Sebuah pesan dari handphone sudah masuk sedari pukul 15.15 di gawai milik Gemilang. Pesan itu selalu membuat Gemilang sedikit bahagia, tapi tak sebahagia orang-orang dengan perasaan merah muda di hati mereka yang segar layaknya bunga kopi saat sedang wangi-wanginya.

Entahlah, selepas menaruh alas ibadahnya, kemudian Gemilang bergegas mengganti bajunya dengan kaus yang cukup nyaman dan simpel. Mengganti sarung dengan celana pendek dan diambilnya sedal gunung miliknya, headset juga tidak lupa terpasang di telinganya yang telah banyak dibisiki lagu-lagu sendu. Kaki Gemilang sudah siap mencumbu pedal, handgrip juga telah digenggamnya erat, dia ingin mencari yang merah nan anggun di Hari Jumat yang sore.

Bersepeda sejadinya, se-nggelinding nya ban, selelahnya dan se-Magrib nya waktu. Tapi kali ini Gemilang sudah tau akan kemana handlebar di arahkan. Gemilang menjadi pemegang kekuasaan atas handlebar alias stang sepedanya, jadi dia akan mengendalikan arah laju sepeda ke manapun sesuai kehendak hati. Di sebelah Utara kota, ada pelabuhan kecil yang sebenarnya saat terik menyengat muncul bau ikan sangat tajam dan membuat beberapa orang yang tak biasa akan merasa mual. Tapi saat sore ketika langit bergemilang menampakan jingga yang kemerahan, angin sangat sejuk sehingga bau ikan atau oli kapal sedikit disamarkan.

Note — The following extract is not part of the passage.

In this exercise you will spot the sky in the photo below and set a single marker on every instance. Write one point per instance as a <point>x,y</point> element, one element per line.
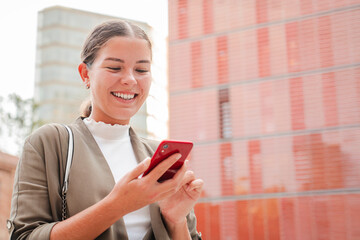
<point>18,26</point>
<point>18,29</point>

Gemilang pun memutuskan untuk mencari anggunnya sore di sana. Ada sekitar 15 km jaraknya dari rumah Gemilang, jarak yang cukup untuk mengayuh sembari memikirkan banyak hal, menumpahkan banyak kekesalah dan bahkan untuk sekedar sadar, bahwa pesan yang tadi ia baca, hanyalah pesan lama yang masih dia simpan untuk tetap menjadi penyemangat dalam mencari keberkahan saat Jumat.

Jadi, gadis bernamakan Riang telah dikenali Gemilang 4 tahun lalu, dan selama itu pula Riang masih menempati ruang terluas di hati Gemilang. Lucu sekali jika Gemilang sadar akan kisah cintanya, mencintai Riang selama itu, bahkan selama periode itu tiga pria sudah mendapatkan hatinya. Jelas tiga kali pula hati Gemilang rusak.

Padahal pada jeda dari ketiganya Gemilang selalu bisa membawa Riang pada dunianya, mengajaknya bersepeda melihat senja, membuatnya nyaman tidur di bahunya, atau pulang bersama karena memang jalan pulang mereka searah.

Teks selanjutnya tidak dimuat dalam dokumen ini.